Introduction
This week’s story is about escape. Sometimes we can’t escape ourselves, and we live in a culture of escapism and consumerism as it is. Sometimes, like in “Lilith Had to Leave” by Olivia Masters, it’s enough just to get away from the travesties that life in a particular place has heaped upon us. Perhaps we can find ourselves elsewhere without the Dennis-es, “pig-headed, obtuse, and beady-eyed” who have us cornered.
Enjoy your moment of literature and send in your own to [email protected].
—Lyle Rosdahl
“Lilith Had to Leave” by Olivia Masters
It was a long-enduring need that, like phlegm, hung in the back of her throat. For the past few weeks, she had never once been without the urge to cough. It kept her sober when she drank and rendered all food bland and unsatisfying. It kept her awake at the office, staring blankly into the computer screen where she would have once effortlessly drifted into a light coma. Of course, even if someone was particularly astute of Lilith’s daily activities, since she was seldom visibly intoxicated, satisfied with a meal, and often slept with her eyes open, they wouldn’t notice anything out of the ordinary.
Lilith was never one for planning. In the rare occasion that something should provoke her to act, she acted abruptly. Those close to her would wrongly think it sudden or unprompted, only because she held her cards so close and bluffed so well they thought her an open book, an apple for the picking. They wouldn’t notice she was missing. Paperwork would accumulate on her desk for ten business days, whereupon a notice of termination would be mailed to her former apartment, now occupied by a retired court reporter.

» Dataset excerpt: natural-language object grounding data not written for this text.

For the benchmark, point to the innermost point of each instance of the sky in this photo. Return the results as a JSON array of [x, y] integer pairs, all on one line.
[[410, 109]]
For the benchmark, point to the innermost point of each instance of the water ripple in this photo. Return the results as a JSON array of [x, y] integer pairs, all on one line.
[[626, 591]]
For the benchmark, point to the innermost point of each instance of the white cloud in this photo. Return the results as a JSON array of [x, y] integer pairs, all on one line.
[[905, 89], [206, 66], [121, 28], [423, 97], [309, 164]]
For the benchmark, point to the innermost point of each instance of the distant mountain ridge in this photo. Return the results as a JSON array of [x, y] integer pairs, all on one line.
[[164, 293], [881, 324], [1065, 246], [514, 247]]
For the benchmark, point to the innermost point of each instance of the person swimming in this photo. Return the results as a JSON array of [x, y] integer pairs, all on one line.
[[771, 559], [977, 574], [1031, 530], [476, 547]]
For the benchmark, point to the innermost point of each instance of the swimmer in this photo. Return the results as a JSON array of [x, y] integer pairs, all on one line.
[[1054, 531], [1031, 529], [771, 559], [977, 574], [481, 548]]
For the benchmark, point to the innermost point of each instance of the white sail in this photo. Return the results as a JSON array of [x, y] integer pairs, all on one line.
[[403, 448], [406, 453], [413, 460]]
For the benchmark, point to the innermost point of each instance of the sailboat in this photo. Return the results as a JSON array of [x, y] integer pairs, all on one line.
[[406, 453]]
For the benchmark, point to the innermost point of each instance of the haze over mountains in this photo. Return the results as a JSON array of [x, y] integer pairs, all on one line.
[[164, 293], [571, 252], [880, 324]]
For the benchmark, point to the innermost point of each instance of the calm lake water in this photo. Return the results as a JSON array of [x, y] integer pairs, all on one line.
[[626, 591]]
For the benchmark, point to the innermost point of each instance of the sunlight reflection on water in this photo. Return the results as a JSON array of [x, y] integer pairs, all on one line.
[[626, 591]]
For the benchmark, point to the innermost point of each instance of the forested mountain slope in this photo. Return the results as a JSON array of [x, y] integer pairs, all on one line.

She phoned Dennis, pig-headed, obtuse, and beady-eyed. Not quite redeeming, he was doting, appropriate, and financially stable. Until now, she was unable to convince herself to break things off, which she accomplished surprisingly easily in under forty-five seconds. This made him hot, perplexed, and petty. She hung up the phone and ignored his following twenty-three calls. When he was once again in a proper mind to drive, he fled to the rotund Albanian woman several miles away. She sympathetically welcomed him into her lap and made him poached eggs the next morning.
Lilith made no more calls. The voices on the other end would do their best to disparage her, telling her how ridiculous she sounded, explaining away her yearn for escape as hypoglycemia. Instead, she filled a single suitcase with clean underwear.
She stopped at the gas station a block from her apartment, bought a tank of gas and a bag of corn chips. Back in the car, she turned the key in the ignition and began to drive, sun in her eyes and phlegm in the back of her throat.